10. Salmos 23:2-3 — Aguas de reposo
"En lugares de delicados pastos me hará descansar; junto a aguas de reposo me pastoreará. Confortará mi alma; me guiará por sendas de justicia por amor de su nombre."
— Salmos 23:2-3, RVR1960
David no eligió estas imágenes al azar. Las ovejas no beben de aguas turbulentas porque el ruido las asusta. El buen pastor las lleva a aguas quietas. Si tu mente parece un torrente, este versículo te recuerda que Dios no te lleva a más caos. Te lleva a la quietud, aunque el camino pase por valles oscuros.
Aplicación: Cuando sientas que tu mente es un río de pensamientos desbordado, cierra los ojos y visualiza la escena de este salmo.
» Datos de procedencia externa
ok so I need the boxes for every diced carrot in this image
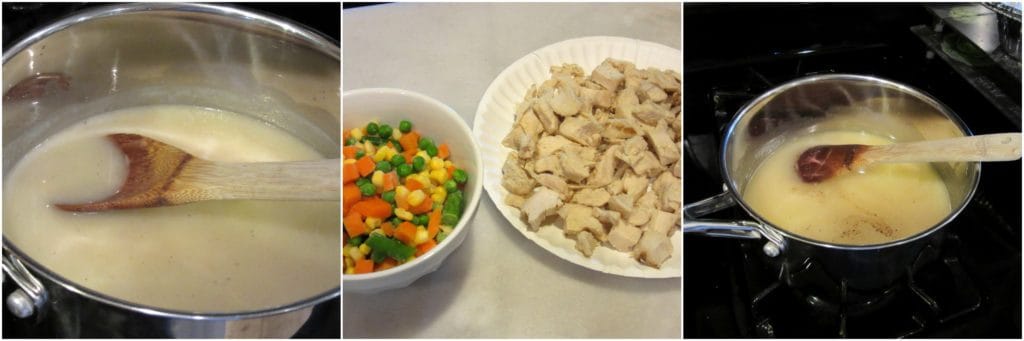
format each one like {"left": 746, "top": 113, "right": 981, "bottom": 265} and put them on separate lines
{"left": 446, "top": 164, "right": 455, "bottom": 177}
{"left": 354, "top": 259, "right": 374, "bottom": 274}
{"left": 343, "top": 184, "right": 361, "bottom": 213}
{"left": 343, "top": 212, "right": 367, "bottom": 238}
{"left": 408, "top": 196, "right": 433, "bottom": 215}
{"left": 355, "top": 156, "right": 376, "bottom": 177}
{"left": 399, "top": 131, "right": 420, "bottom": 153}
{"left": 402, "top": 149, "right": 417, "bottom": 164}
{"left": 395, "top": 222, "right": 417, "bottom": 246}
{"left": 381, "top": 172, "right": 398, "bottom": 192}
{"left": 343, "top": 129, "right": 351, "bottom": 142}
{"left": 350, "top": 197, "right": 392, "bottom": 218}
{"left": 380, "top": 222, "right": 395, "bottom": 237}
{"left": 437, "top": 143, "right": 450, "bottom": 159}
{"left": 406, "top": 178, "right": 424, "bottom": 192}
{"left": 427, "top": 208, "right": 442, "bottom": 239}
{"left": 343, "top": 163, "right": 360, "bottom": 184}
{"left": 415, "top": 240, "right": 437, "bottom": 257}
{"left": 342, "top": 146, "right": 359, "bottom": 160}
{"left": 376, "top": 258, "right": 398, "bottom": 271}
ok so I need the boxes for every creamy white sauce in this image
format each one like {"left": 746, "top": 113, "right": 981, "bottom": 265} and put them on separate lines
{"left": 3, "top": 105, "right": 339, "bottom": 312}
{"left": 742, "top": 131, "right": 952, "bottom": 246}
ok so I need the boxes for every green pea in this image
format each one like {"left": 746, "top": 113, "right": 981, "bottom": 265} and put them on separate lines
{"left": 399, "top": 120, "right": 412, "bottom": 133}
{"left": 365, "top": 136, "right": 384, "bottom": 146}
{"left": 365, "top": 122, "right": 379, "bottom": 136}
{"left": 414, "top": 215, "right": 429, "bottom": 226}
{"left": 359, "top": 183, "right": 376, "bottom": 196}
{"left": 418, "top": 137, "right": 434, "bottom": 151}
{"left": 412, "top": 156, "right": 426, "bottom": 172}
{"left": 444, "top": 180, "right": 457, "bottom": 193}
{"left": 425, "top": 145, "right": 438, "bottom": 157}
{"left": 345, "top": 137, "right": 358, "bottom": 146}
{"left": 378, "top": 124, "right": 393, "bottom": 138}
{"left": 396, "top": 164, "right": 413, "bottom": 177}
{"left": 390, "top": 154, "right": 406, "bottom": 167}
{"left": 348, "top": 235, "right": 365, "bottom": 246}
{"left": 355, "top": 149, "right": 365, "bottom": 159}
{"left": 452, "top": 169, "right": 468, "bottom": 184}
{"left": 381, "top": 191, "right": 396, "bottom": 204}
{"left": 375, "top": 161, "right": 392, "bottom": 173}
{"left": 355, "top": 178, "right": 371, "bottom": 187}
{"left": 390, "top": 216, "right": 402, "bottom": 226}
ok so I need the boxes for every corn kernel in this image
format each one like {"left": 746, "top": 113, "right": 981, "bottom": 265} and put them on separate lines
{"left": 373, "top": 147, "right": 389, "bottom": 162}
{"left": 345, "top": 267, "right": 355, "bottom": 274}
{"left": 343, "top": 159, "right": 357, "bottom": 165}
{"left": 364, "top": 217, "right": 382, "bottom": 229}
{"left": 394, "top": 208, "right": 414, "bottom": 220}
{"left": 363, "top": 141, "right": 376, "bottom": 156}
{"left": 351, "top": 128, "right": 364, "bottom": 139}
{"left": 416, "top": 150, "right": 429, "bottom": 160}
{"left": 385, "top": 146, "right": 398, "bottom": 159}
{"left": 406, "top": 190, "right": 426, "bottom": 207}
{"left": 414, "top": 226, "right": 429, "bottom": 245}
{"left": 429, "top": 157, "right": 445, "bottom": 170}
{"left": 392, "top": 130, "right": 403, "bottom": 140}
{"left": 358, "top": 243, "right": 371, "bottom": 255}
{"left": 431, "top": 192, "right": 446, "bottom": 204}
{"left": 429, "top": 169, "right": 448, "bottom": 184}
{"left": 348, "top": 246, "right": 364, "bottom": 261}
{"left": 344, "top": 257, "right": 354, "bottom": 269}
{"left": 444, "top": 160, "right": 453, "bottom": 168}
{"left": 395, "top": 186, "right": 410, "bottom": 202}
{"left": 371, "top": 171, "right": 385, "bottom": 188}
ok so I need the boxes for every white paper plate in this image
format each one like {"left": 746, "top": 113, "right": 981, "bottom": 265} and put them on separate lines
{"left": 473, "top": 36, "right": 681, "bottom": 278}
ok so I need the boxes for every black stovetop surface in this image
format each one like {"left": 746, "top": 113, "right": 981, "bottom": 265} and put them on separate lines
{"left": 683, "top": 4, "right": 1021, "bottom": 338}
{"left": 2, "top": 3, "right": 339, "bottom": 338}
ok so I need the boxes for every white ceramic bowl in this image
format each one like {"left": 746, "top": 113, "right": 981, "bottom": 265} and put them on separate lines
{"left": 342, "top": 88, "right": 483, "bottom": 294}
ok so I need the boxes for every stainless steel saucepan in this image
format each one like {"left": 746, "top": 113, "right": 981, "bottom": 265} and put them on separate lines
{"left": 2, "top": 3, "right": 339, "bottom": 337}
{"left": 684, "top": 74, "right": 981, "bottom": 291}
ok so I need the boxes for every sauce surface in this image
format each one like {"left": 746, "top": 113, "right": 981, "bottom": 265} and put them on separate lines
{"left": 3, "top": 105, "right": 339, "bottom": 312}
{"left": 742, "top": 131, "right": 952, "bottom": 245}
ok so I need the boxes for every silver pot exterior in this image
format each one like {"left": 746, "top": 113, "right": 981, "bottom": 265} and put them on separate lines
{"left": 2, "top": 4, "right": 339, "bottom": 337}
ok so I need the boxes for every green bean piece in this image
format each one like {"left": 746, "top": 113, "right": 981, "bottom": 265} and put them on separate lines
{"left": 355, "top": 149, "right": 366, "bottom": 159}
{"left": 365, "top": 122, "right": 379, "bottom": 136}
{"left": 452, "top": 169, "right": 468, "bottom": 184}
{"left": 435, "top": 230, "right": 450, "bottom": 243}
{"left": 399, "top": 120, "right": 412, "bottom": 133}
{"left": 441, "top": 212, "right": 459, "bottom": 226}
{"left": 391, "top": 140, "right": 403, "bottom": 152}
{"left": 365, "top": 234, "right": 415, "bottom": 261}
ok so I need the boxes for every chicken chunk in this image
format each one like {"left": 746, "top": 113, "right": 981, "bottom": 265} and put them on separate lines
{"left": 502, "top": 154, "right": 535, "bottom": 195}
{"left": 646, "top": 210, "right": 678, "bottom": 236}
{"left": 644, "top": 120, "right": 681, "bottom": 166}
{"left": 587, "top": 145, "right": 621, "bottom": 188}
{"left": 520, "top": 188, "right": 563, "bottom": 229}
{"left": 505, "top": 193, "right": 526, "bottom": 209}
{"left": 575, "top": 231, "right": 600, "bottom": 257}
{"left": 615, "top": 136, "right": 648, "bottom": 166}
{"left": 630, "top": 151, "right": 664, "bottom": 178}
{"left": 653, "top": 172, "right": 681, "bottom": 213}
{"left": 592, "top": 61, "right": 625, "bottom": 91}
{"left": 558, "top": 116, "right": 602, "bottom": 146}
{"left": 592, "top": 207, "right": 622, "bottom": 227}
{"left": 635, "top": 230, "right": 673, "bottom": 268}
{"left": 533, "top": 154, "right": 563, "bottom": 177}
{"left": 607, "top": 194, "right": 634, "bottom": 216}
{"left": 608, "top": 221, "right": 643, "bottom": 252}
{"left": 572, "top": 187, "right": 611, "bottom": 207}
{"left": 533, "top": 173, "right": 571, "bottom": 198}
{"left": 559, "top": 151, "right": 592, "bottom": 183}
{"left": 601, "top": 118, "right": 641, "bottom": 140}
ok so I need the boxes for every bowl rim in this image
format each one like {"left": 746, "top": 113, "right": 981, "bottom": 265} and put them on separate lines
{"left": 342, "top": 88, "right": 484, "bottom": 284}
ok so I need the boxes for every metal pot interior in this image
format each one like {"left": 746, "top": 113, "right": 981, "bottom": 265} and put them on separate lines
{"left": 721, "top": 74, "right": 981, "bottom": 247}
{"left": 2, "top": 3, "right": 339, "bottom": 319}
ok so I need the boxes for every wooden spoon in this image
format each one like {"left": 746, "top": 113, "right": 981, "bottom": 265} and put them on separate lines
{"left": 55, "top": 133, "right": 339, "bottom": 212}
{"left": 796, "top": 132, "right": 1022, "bottom": 183}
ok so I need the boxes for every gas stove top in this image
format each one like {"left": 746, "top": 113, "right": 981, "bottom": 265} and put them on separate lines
{"left": 683, "top": 4, "right": 1021, "bottom": 338}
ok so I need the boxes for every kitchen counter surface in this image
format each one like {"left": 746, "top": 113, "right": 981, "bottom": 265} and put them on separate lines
{"left": 342, "top": 3, "right": 680, "bottom": 338}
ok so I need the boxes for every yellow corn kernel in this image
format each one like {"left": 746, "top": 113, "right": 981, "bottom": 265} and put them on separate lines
{"left": 343, "top": 159, "right": 357, "bottom": 165}
{"left": 444, "top": 160, "right": 453, "bottom": 168}
{"left": 416, "top": 150, "right": 429, "bottom": 160}
{"left": 429, "top": 169, "right": 448, "bottom": 184}
{"left": 358, "top": 243, "right": 371, "bottom": 255}
{"left": 350, "top": 128, "right": 364, "bottom": 139}
{"left": 364, "top": 217, "right": 382, "bottom": 229}
{"left": 414, "top": 226, "right": 429, "bottom": 245}
{"left": 363, "top": 141, "right": 376, "bottom": 157}
{"left": 344, "top": 257, "right": 354, "bottom": 270}
{"left": 385, "top": 146, "right": 398, "bottom": 159}
{"left": 394, "top": 208, "right": 413, "bottom": 221}
{"left": 395, "top": 186, "right": 410, "bottom": 202}
{"left": 406, "top": 190, "right": 426, "bottom": 207}
{"left": 371, "top": 171, "right": 385, "bottom": 188}
{"left": 392, "top": 129, "right": 403, "bottom": 140}
{"left": 373, "top": 147, "right": 389, "bottom": 162}
{"left": 348, "top": 246, "right": 364, "bottom": 261}
{"left": 429, "top": 157, "right": 445, "bottom": 170}
{"left": 345, "top": 267, "right": 355, "bottom": 275}
{"left": 431, "top": 192, "right": 446, "bottom": 204}
{"left": 431, "top": 186, "right": 447, "bottom": 203}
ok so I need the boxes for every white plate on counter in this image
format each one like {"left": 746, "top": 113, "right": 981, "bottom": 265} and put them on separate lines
{"left": 472, "top": 36, "right": 681, "bottom": 278}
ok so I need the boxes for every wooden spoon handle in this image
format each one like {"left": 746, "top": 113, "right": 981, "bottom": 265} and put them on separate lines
{"left": 865, "top": 133, "right": 1022, "bottom": 163}
{"left": 172, "top": 159, "right": 340, "bottom": 202}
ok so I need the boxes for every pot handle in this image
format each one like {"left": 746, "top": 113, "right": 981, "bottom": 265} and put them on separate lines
{"left": 683, "top": 187, "right": 787, "bottom": 257}
{"left": 2, "top": 248, "right": 48, "bottom": 318}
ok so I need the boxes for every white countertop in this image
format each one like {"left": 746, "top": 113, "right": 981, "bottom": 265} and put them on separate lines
{"left": 342, "top": 3, "right": 681, "bottom": 338}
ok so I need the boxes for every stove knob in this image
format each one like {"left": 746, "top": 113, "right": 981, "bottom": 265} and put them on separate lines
{"left": 6, "top": 289, "right": 35, "bottom": 318}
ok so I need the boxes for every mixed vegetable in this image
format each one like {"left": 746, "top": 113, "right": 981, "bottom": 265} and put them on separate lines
{"left": 343, "top": 120, "right": 469, "bottom": 274}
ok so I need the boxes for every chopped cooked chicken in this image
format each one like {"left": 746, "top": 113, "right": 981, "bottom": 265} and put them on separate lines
{"left": 520, "top": 188, "right": 563, "bottom": 229}
{"left": 645, "top": 120, "right": 681, "bottom": 166}
{"left": 575, "top": 231, "right": 600, "bottom": 257}
{"left": 559, "top": 151, "right": 592, "bottom": 183}
{"left": 502, "top": 153, "right": 535, "bottom": 195}
{"left": 572, "top": 187, "right": 611, "bottom": 207}
{"left": 635, "top": 230, "right": 673, "bottom": 268}
{"left": 500, "top": 58, "right": 680, "bottom": 268}
{"left": 608, "top": 221, "right": 643, "bottom": 252}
No es escapismo; es recordar hacia dónde te guía tu Pastor.
11. Isaías 41:10 — No temas
"No temas, porque yo estoy contigo; no desmayes, porque yo soy tu Dios que te esfuerzo; siempre te ayudaré, siempre te sustentaré con la diestra de mi justicia."
— Isaías 41:10, RVR1960
Cuatro promesas en un solo versículo: estoy contigo, soy tu Dios, te ayudaré, te sustentaré. Cuando la ansiedad te dice que estás solo, que nadie entiende, que no vas a poder, este versículo responde con cuatro «no» rotundos. No estás solo. No estás desamparado. No estás sin ayuda. No te vas a caer.
Aplicación: Escribe estas cuatro promesas en una nota en tu teléfono. Cuando la mente empiece a girar, abre la nota y léelas en primera persona: «No voy a temer porque Dios está conmigo. No voy a desmayar porque Él es mi Dios.»